Even though AEDs are required at all Texas public schools, athletic trainers aren’t. Most of the bigger schools employ full-time ATs, but many of the smaller public and private schools don’t. Sometimes it’s a matter of money, sometimes ignorance. Just last week, the National Athletic Trainers Association released figures indicating nearly two-thirds of high schools nationally don’t have full-time ATs and almost 30 percent have no access to AT services whatsoever.

Texas is ahead of the national curve when it comes to the availability of ATs, says Dave Burton, director of Lakewood Orthopaedics. But every kid deserves proper medical care, and until we have it, Texas remains behind where it should be.

Miller, 65, is like most old coaches: For most of his career, he served as his own athletic trainer. He’s been trained in CPR, as all coaches are, but his experience was no match for what he witnessed Monday.

“Prof,” Miller said, “he’s my hero.”

The feeling among the McCrights is pretty much the same, to say the least. They got to meet their hero — “You’re my blood brother now,” Sam told Ramos — at Methodist Charlton, where Sam will undergo bypass surgery Friday to repair two arteries blocked 100 percent. In that hospital room Thursday, everyone laughed a little and cried a little and talked for an hour or more about what was remembered and what wasn’t, the actions of an AT and a nurse, a death and life again.

They also heard a story Miller told me, that at the moment McCright’s heart failed, it started raining on the field.

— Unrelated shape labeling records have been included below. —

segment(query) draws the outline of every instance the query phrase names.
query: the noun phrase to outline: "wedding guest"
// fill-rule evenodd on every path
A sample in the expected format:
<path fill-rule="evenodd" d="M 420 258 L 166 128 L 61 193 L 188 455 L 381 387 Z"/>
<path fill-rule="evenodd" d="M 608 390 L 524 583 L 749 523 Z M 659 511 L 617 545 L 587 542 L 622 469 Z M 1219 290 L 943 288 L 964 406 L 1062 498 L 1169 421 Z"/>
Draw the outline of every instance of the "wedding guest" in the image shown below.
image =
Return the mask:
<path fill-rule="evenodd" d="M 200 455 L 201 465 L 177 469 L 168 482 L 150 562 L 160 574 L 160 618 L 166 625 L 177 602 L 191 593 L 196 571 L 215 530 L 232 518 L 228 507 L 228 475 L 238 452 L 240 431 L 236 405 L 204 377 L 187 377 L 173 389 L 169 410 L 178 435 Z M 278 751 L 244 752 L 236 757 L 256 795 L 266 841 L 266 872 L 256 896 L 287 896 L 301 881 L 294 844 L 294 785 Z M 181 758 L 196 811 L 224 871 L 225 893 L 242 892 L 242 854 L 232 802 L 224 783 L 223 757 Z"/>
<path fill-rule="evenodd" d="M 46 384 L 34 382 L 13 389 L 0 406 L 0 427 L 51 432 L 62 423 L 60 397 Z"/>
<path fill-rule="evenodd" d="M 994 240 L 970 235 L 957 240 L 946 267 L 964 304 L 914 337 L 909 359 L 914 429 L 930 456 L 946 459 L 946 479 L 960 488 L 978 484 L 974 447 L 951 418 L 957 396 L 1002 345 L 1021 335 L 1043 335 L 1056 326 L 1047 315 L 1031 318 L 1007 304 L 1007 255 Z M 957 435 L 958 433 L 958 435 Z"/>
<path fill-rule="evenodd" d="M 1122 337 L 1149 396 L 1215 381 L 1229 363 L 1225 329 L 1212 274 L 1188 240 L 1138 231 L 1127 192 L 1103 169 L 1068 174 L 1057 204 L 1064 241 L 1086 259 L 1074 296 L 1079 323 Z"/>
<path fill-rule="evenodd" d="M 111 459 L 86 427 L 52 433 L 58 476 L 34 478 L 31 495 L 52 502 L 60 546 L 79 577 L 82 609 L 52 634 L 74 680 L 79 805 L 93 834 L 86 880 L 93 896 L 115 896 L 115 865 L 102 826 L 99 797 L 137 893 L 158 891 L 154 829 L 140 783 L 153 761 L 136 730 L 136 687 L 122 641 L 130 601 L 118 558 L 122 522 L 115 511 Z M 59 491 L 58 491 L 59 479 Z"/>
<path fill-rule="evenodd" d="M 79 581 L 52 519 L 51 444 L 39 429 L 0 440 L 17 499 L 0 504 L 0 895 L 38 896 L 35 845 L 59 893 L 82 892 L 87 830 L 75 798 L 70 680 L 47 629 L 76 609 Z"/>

And when McCright’s eyes opened again, the rain stopped.

“I’m glad I saw the miracle,” is how Miller put it, “but I never want to see it again.”

You couldn’t have found anyone in Sam McCright’s hospital room Thursday who would have argued about the divine nature of Sam’s survival. But miracles come in many shapes and forms. Sometimes they even answer to nicknames.

As for Sam, he says he’s done with officiating, at least on the field. By order of the wife.

When I asked Karen why, she said, “How would I know the school would have one of those machines there? How would I be lucky enough to have . . . ”

She paused a moment, pointing at Prof.

“No, not lucky,” she said. “Blessed is a better word.”